VinFast’s ambitious plans to expand globally and compete with automakers worldwide have also been questioned. The company is aiming to deliver seven models in multiple markets by 2024, but analysts have noted that VinFast’s models are not competitively priced. For example, the VF9 model is priced at $83,000, higher than the Tesla Model X, which starts at $68,590 after federal tax credit and gas savings. Additionally, VinFast vehicles do not qualify for the $7,500 federal tax credit available to Tesla cars as they are not built in the US. These pricing decisions and the lack of incentives make it challenging for VinFast to increase sales volume in foreign markets.

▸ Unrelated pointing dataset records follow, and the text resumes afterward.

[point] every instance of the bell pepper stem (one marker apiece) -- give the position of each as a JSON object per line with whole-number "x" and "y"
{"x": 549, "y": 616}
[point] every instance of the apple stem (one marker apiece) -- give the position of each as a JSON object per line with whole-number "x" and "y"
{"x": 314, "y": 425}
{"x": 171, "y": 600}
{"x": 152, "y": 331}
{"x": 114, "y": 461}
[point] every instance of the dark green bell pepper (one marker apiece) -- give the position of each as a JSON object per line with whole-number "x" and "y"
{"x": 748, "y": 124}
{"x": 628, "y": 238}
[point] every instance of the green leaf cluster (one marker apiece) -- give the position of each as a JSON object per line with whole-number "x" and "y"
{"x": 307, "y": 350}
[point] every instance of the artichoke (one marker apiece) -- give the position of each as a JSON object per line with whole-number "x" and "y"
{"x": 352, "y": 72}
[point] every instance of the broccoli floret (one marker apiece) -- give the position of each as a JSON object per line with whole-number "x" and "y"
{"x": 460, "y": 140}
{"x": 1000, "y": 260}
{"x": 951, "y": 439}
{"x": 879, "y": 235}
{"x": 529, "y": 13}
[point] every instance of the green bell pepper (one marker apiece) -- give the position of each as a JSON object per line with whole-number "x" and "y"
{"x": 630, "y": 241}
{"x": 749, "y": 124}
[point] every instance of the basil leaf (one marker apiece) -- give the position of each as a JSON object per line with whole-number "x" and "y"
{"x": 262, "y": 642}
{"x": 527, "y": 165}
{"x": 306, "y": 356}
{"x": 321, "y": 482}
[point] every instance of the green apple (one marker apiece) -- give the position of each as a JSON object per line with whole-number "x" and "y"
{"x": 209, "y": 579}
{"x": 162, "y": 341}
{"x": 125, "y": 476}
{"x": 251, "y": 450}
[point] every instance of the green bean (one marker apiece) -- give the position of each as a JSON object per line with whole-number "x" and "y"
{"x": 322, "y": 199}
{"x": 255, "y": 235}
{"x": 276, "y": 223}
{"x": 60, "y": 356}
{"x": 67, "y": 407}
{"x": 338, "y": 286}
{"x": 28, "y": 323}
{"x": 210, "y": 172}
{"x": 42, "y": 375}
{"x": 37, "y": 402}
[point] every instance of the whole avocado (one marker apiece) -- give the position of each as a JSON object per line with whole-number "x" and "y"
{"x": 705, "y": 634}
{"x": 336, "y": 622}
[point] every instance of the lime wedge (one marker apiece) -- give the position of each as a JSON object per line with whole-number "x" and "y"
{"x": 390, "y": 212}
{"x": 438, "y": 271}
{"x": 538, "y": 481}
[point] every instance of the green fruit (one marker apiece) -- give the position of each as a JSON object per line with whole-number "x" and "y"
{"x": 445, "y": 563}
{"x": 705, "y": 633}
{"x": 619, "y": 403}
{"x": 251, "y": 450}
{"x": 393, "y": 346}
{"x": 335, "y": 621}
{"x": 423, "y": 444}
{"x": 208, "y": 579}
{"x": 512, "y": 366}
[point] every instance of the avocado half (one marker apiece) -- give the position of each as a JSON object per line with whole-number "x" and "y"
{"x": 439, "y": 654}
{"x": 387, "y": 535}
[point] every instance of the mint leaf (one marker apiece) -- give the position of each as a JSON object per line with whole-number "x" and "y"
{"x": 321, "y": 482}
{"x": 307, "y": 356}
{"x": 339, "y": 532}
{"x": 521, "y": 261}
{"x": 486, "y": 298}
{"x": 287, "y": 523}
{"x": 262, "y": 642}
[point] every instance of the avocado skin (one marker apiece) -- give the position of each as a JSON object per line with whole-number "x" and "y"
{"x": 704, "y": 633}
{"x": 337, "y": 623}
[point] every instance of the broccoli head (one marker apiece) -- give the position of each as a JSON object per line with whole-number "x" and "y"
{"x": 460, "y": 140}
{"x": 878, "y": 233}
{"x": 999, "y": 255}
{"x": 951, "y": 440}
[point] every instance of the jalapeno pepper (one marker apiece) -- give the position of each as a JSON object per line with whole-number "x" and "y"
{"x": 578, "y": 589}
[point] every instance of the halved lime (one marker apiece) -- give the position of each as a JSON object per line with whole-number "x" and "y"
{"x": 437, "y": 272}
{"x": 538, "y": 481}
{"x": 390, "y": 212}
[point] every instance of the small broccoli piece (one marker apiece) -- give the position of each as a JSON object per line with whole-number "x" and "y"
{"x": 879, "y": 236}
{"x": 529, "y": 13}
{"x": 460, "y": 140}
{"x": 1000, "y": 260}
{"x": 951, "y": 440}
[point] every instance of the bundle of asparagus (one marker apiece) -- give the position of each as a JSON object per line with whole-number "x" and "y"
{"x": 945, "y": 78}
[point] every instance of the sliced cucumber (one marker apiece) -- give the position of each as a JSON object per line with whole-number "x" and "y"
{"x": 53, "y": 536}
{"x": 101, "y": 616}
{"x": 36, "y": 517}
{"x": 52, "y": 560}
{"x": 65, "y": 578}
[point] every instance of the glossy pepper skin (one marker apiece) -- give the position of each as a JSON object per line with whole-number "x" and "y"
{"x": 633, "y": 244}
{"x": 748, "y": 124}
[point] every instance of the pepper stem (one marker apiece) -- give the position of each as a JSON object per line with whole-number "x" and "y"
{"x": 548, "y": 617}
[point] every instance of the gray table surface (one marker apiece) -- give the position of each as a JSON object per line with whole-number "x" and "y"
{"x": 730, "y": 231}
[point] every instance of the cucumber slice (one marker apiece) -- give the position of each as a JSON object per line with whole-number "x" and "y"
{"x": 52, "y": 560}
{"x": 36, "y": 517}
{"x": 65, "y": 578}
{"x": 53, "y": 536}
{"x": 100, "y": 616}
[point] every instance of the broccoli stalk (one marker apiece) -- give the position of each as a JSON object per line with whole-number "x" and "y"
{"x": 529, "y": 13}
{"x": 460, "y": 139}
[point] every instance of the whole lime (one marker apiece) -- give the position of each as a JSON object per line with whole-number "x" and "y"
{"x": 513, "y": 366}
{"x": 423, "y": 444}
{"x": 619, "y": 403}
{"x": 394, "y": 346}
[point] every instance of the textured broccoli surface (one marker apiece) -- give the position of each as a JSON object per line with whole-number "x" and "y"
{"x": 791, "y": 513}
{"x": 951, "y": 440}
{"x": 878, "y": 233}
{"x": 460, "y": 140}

VinFast, which began trading on the Nasdaq in August, has seen its share price drop more than 60% since then. The company remains optimistic about its future prospects and plans to ramp up production to meet its delivery targets. It is also looking to expand to Southeast Asian and Middle Eastern markets to boost its production. However, analysts believe that VinFast’s path to success may be challenging, given the competitive landscape and reputational issues caused by the launch of its vehicles.